I'd use cat. But since you asked for a TeX implementation, here you go.

\endlinechar=-1
\newread\in
\newwrite\out
\message{Please enter input file name: }
\read16to\inname
\openin\in=\inname \relax
\ifeof\in
        \immediate\write16{Failed to open \inname.}
        \expandafter\end
\fi
\message{Please enter output file name: }
\read16to\outname
\immediate\openout\out=\outname \relax
\begingroup
\catcode`@0
\catcode`(1
\catcode`)2
\catcode`\{12
\catcode`\}12
\catcode`I12
\catcode`N12
\catcode`P12
\catcode`U12
\catcode`T12
\catcode`\\12
@lowercase(
        @gdef@dosplitline#1\INPUT{#2}#3@splitsentinal(@def@ante(#1)@def@file(#2)@def@post(#3))
        @gdef@splitline(@expandafter@dosplitline@line\INPUT{@sentinal}@splitsentinal)
)
@endgroup
\def\splitpost{\expandafter\dosplitline\post\splitsentinal}
\def\sentinal{\sentinal}
\catcode`\%12
\def\processline{
        \ifx\file\sentinal
                \immediate\write\out{\ante}
                \let\temp\relax
        \else
                \immediate\write\out{\ante%}
                \let\temp\processline
                \copyfile
                \splitpost
                \ifx\empty\ante
                        \ifx\file\sentinal
                                \let\temp\relax
                        \fi
                \fi
        \fi
        \temp
}
\newread\f
\def\copyfile{
        \openin\f=\file\relax
        \ifeof\f
                \immediate\write16{Failed to open \file.
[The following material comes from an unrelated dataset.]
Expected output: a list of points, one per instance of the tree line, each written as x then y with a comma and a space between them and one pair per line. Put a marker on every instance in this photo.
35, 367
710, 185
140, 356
Continuing.}
        \else
                \begingroup
                \loop
                        \readline\f to\line
                        \unless\ifeof\f
                        \immediate\write\out{\line}
                \repeat
                \endgroup
                \closein\f
        \fi
}

\loop
        \readline\in to\line
        \unless\ifeof\in
        \splitline
        \processline
\repeat
\closein\in
\immediate\closeout\out
\end

You need to use e-TeX (pdfTeX would work) to run this. It will ask you for the name of the master file and for the name of the output file:

$ etex merge
This is pdfTeX, Version 3.1415926-1.40.11 (TeX Live 2010)
 restricted \write18 enabled.
entering extended mode
(./merge.tex Please enter input file name: 
\inname=base
Please enter output file name: 
\outname=output
 )
No pages of output.
Transcript written on merge.log.

Here, I entered base and output to the queries and it read base.tex and produced output.tex.

It isn't perfect. Spaces after \input{foo} are lost, but you can replace \input{foo} bar with \input{foo}{} bar to keep them. Also, it assumes that % is always a comment, at least on \input lines.

Here's my one test example.

\documentclass{article}
\begin{document}
\input{a}

asdf \input{b}\input{c}{} \input{d}{}
\input{e}{} asdf
\end{document}

a.tex through e.tex consist of a single letter, A through E, respectively. Here's the output.

\documentclass{article}
\begin{document}
%
A

asdf %
B
%
C
{} %
D
{}
%
E
{} asdf
\end{document}

Note that \input replacement is not recursive, although it probably could be, at least up to depth 14 (which would hit the maximum number of TeX input streams—unless e-TeX supports more).

Finally, this is totally ridiculous. Don't use it. Use something meant for dealing with files instead.